Modena, i genitori dell'attentatore: "Annichiliti dalla vergogna". Come stanno i feriti

Rosa Scognamiglio

“Mi dispiace davvero che sia finita così”. Sarebbero queste le parole pronunciate da Salim El Koudri al suo avvocato, Fausto Gianelli, al termine dell’udienza di convalida del fermo. Il 31enne, accusato di aver travolto con l’auto otto persone sabato sera nel centro di Modena, ferendone gravemente quattro, questa mattina si è avvalso della facoltà di non rispondere davanti al gip. Ha però fornito le password dei cellulari sequestrati nella sua abitazione di Ravarino. La Procura gli contesta i reati di strage e lesioni gravissime, senza aggravanti di terrorismo, odio razziale o premeditazione. La decisione del giudice sulla convalida del fermo e sulla custodia cautelare in carcere è attesa nelle prossime ore. Intervenendo a “Mattino Cinque”, il programma condotto da Federica Panicucci e Francesco Vecchi, il legale ha spiegato che, almeno “in questa fase”, non chiederà una perizia psichiatrica. “Attendiamo gli esiti delle indagini in corso, che sono molto efficaci e veloci. - ha detto Giannelli - Ora chiederò che ci sia un medico che lo visiti perché ha bisogno di essere stabilizzato, di riprendere quelle terapie che prendeva in passato e poi ha sospeso”. Secondo l’avvocato, le ragioni all’origine del gesto sarebbero da ricercare anche, ma non solo, nella frustrazione legata all’impossibilità di trovare un impiego gratificante: “Lui aveva fatto l’università con il massimo dei voti e non trovava lavoro. Ovviamente non è la causa o la spiegazione di un gesto come quello, ma è una frustrazione che si inserisce, io credo, in una mente malata che le difficoltà lavorative hanno fatto deflagrare”.
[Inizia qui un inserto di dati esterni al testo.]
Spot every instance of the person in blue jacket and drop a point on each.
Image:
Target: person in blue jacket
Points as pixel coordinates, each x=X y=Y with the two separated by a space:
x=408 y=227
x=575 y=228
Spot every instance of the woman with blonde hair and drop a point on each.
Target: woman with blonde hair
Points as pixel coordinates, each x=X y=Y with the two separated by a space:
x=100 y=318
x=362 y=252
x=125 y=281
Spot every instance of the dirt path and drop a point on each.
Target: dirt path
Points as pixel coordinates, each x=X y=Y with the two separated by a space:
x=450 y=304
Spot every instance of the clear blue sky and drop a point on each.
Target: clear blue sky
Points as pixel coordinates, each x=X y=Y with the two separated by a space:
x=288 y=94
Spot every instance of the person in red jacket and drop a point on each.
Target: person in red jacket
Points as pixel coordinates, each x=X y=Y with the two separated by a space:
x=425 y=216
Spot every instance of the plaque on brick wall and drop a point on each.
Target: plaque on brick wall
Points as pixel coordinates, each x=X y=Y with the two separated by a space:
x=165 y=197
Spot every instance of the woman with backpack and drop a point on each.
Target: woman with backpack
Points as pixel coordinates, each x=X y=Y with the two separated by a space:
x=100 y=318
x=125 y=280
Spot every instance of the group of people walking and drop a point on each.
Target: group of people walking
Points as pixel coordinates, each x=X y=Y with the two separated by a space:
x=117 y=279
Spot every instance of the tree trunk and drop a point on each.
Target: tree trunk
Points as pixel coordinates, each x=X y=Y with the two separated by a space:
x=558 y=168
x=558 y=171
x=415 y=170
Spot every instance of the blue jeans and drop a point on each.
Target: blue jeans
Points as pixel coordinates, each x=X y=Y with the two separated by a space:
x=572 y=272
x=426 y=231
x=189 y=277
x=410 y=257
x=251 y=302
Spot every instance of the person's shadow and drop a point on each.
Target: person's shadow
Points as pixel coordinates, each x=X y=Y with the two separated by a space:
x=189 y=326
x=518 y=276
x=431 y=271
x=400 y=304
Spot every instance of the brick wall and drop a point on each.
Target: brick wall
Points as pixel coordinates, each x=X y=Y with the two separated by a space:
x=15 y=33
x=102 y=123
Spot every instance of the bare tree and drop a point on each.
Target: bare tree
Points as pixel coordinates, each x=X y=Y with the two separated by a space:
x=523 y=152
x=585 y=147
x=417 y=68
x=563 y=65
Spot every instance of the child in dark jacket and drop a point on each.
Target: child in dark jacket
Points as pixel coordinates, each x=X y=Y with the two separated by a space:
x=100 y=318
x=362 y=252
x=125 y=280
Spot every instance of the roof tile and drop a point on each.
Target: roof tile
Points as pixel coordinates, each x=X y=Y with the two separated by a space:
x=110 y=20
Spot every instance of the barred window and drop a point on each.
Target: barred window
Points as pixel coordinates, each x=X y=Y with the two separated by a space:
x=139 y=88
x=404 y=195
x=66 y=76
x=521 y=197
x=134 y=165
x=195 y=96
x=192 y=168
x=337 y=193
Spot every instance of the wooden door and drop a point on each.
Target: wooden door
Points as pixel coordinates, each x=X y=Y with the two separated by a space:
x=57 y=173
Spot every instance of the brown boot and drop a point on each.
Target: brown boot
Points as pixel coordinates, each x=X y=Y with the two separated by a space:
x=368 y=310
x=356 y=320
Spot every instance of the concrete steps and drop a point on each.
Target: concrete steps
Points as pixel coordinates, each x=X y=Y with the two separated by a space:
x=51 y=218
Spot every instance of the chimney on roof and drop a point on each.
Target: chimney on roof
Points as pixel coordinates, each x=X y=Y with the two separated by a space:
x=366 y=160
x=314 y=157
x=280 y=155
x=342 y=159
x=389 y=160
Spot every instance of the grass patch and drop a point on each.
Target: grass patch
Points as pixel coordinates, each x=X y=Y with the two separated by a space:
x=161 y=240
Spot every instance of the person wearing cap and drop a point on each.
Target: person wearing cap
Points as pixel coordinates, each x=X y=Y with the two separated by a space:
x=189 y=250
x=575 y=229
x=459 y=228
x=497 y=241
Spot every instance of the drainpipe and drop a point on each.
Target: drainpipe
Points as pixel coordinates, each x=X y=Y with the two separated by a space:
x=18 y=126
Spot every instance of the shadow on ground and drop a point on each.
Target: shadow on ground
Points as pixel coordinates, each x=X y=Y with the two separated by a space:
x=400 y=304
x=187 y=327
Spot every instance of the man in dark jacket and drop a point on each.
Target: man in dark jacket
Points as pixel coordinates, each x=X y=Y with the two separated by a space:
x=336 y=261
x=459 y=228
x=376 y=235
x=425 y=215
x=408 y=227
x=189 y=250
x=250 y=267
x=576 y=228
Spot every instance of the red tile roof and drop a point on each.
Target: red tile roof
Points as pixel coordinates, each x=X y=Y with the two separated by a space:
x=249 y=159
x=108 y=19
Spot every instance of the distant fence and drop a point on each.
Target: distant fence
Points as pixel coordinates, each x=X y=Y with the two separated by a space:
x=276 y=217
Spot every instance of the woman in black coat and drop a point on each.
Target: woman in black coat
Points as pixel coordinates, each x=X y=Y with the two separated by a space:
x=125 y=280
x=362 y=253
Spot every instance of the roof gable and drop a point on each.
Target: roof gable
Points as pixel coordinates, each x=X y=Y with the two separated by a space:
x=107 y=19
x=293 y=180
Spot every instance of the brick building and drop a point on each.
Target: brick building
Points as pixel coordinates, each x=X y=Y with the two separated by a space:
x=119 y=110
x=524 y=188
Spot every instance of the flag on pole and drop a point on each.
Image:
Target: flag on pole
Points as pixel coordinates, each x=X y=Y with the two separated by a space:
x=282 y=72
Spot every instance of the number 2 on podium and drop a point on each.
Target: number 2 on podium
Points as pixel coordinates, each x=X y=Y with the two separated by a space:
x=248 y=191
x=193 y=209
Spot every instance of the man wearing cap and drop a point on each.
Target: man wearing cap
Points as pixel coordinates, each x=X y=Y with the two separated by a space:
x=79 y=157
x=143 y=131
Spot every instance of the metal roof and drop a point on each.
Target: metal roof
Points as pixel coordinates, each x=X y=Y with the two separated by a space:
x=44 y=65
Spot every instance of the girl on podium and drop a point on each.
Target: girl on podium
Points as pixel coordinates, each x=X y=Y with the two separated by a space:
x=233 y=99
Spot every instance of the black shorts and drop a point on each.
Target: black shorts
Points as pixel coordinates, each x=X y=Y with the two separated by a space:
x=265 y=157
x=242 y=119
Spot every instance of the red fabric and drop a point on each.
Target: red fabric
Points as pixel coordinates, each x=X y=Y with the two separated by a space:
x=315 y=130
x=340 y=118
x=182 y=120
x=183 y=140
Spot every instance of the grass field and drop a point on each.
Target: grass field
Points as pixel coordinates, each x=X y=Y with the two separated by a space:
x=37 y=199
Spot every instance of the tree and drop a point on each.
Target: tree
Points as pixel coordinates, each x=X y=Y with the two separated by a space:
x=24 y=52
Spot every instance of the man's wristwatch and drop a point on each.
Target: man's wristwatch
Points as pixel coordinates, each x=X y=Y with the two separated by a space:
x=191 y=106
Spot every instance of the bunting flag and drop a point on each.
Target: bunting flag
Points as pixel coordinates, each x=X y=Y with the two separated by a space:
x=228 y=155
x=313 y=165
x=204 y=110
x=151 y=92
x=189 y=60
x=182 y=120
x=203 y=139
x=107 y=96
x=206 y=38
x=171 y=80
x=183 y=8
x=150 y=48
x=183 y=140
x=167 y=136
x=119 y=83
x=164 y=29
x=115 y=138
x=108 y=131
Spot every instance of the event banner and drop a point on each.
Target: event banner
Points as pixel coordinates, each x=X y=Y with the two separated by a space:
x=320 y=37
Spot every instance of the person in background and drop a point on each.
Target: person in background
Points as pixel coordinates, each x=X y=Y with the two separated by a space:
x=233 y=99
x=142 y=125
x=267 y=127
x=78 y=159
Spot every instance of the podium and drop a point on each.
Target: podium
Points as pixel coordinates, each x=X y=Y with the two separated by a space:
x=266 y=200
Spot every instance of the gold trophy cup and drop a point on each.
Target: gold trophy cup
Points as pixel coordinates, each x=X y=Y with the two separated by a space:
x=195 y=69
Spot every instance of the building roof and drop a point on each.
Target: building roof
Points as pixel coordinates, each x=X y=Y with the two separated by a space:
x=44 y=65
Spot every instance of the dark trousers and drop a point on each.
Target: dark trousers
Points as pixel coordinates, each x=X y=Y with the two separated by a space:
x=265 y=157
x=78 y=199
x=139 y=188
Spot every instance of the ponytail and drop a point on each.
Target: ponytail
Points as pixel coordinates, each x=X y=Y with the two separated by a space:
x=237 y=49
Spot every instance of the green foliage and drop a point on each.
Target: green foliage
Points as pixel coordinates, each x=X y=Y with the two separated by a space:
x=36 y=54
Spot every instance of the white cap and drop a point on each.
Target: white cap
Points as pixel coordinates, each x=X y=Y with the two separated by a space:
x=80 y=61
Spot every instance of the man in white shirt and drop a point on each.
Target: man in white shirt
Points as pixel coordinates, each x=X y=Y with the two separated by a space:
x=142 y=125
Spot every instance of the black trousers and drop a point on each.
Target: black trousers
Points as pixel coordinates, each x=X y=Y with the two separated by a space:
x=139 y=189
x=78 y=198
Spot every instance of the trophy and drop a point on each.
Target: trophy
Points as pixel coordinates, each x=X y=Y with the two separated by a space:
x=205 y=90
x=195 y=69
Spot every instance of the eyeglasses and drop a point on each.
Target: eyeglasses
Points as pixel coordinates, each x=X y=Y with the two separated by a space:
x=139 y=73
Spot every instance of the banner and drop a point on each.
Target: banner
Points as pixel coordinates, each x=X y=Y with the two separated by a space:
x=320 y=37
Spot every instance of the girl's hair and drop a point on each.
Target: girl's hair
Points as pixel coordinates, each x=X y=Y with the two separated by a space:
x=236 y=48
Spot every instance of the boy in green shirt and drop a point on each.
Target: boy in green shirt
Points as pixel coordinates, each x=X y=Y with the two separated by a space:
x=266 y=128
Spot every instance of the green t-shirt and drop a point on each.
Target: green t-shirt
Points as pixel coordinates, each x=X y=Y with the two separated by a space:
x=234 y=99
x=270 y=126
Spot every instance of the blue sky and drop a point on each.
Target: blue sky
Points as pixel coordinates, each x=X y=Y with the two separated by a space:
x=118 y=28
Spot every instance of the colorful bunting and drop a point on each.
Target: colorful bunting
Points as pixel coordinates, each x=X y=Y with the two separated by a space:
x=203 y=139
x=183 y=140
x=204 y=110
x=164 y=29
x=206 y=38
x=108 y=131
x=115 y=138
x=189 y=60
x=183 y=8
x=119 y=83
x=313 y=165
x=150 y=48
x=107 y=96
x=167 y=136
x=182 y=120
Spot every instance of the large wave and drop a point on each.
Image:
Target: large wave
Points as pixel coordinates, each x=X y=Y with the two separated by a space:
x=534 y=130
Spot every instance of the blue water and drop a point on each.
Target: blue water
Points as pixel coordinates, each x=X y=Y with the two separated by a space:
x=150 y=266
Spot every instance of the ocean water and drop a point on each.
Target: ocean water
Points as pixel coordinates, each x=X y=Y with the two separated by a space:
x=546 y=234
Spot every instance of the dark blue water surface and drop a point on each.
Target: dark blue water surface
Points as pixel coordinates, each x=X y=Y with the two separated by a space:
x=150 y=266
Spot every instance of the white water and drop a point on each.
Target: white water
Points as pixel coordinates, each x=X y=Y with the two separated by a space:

I genitori “annichiliti dalla vergogna”

Intanto emergono altri dettagli sul passato del 31enne. Oltre alle mail inviate all’Università di Modena, nel 2022 El Koudri avrebbe contattato la base Nato di Camp Darby, in Toscana,  per informarsi sull’arruolamento e perfino sui pasti serviti in mensa, pur sapendo di non avere possibilità alcuna di entrare nell’esercito. Il legale ha inoltre parlato di presunti deliri persecutori e di voci “del diavolo”, che avrebbero portato l’assistito a rivolgersi al centro di salute mentale. “Ho provato a capire le sue vere e proprie manie di persecuzione. Una, quella che lo conduce poi al centro di salute mentale, è di sentire voci del diavolo che gli parla; quindi inquadrarle e dargli una spiegazione logica non è semplice”, ha osservato Gianelli. Sullo sfondo di questa drammatica vicenda resta il dolore della famiglia. “Vorrei chiedere scusa, ma per la gravità di quel che ha fatto mio figlio non trovo le parole giuste né in arabo né in italiano. Per me è difficile anche chiedere scusa, provo solo tantissima vergogna”, ha detto il padre del 31enne. La madre ha aggiunto: “Mio figlio è ancora vivo, anche se non lo riconosco più, ma quelle persone hanno la vita rovinata ed è tutta colpa sua”. Secondo il legale di fiducia, i genitori sono “devastati e increduli, annichiliti dalla vergogna” e, anche per questo motivo, hanno deciso di lasciare temporaneamente la casa di Ravarino.

Come stanno le vittime

Sul fronte dei feriti arrivano invece segnali incoraggianti. I due pazienti di 55 anni ricoverati all’Ospedale Maggiore di Bologna restano in condizioni critiche ma mostrano lievi miglioramenti. L’uomo ha ripreso gradualmente conoscenza e le sue funzioni vitali sono state stabilizzate, mentre la donna resta grave ma presenta alcuni segnali positivi. Per entrambi la prognosi rimane riservata. La donna di 69 anni ricoverata all’Ospedale Civile di Baggiovara respira e si alimenta autonomamente e potrebbe presto rientrare nel suo Paese. Mentre l’altra di 53 anni è ancora grave ma stabile. Infine, il paziente di 59 anni con trauma cranio-facciale è in progressivo miglioramento.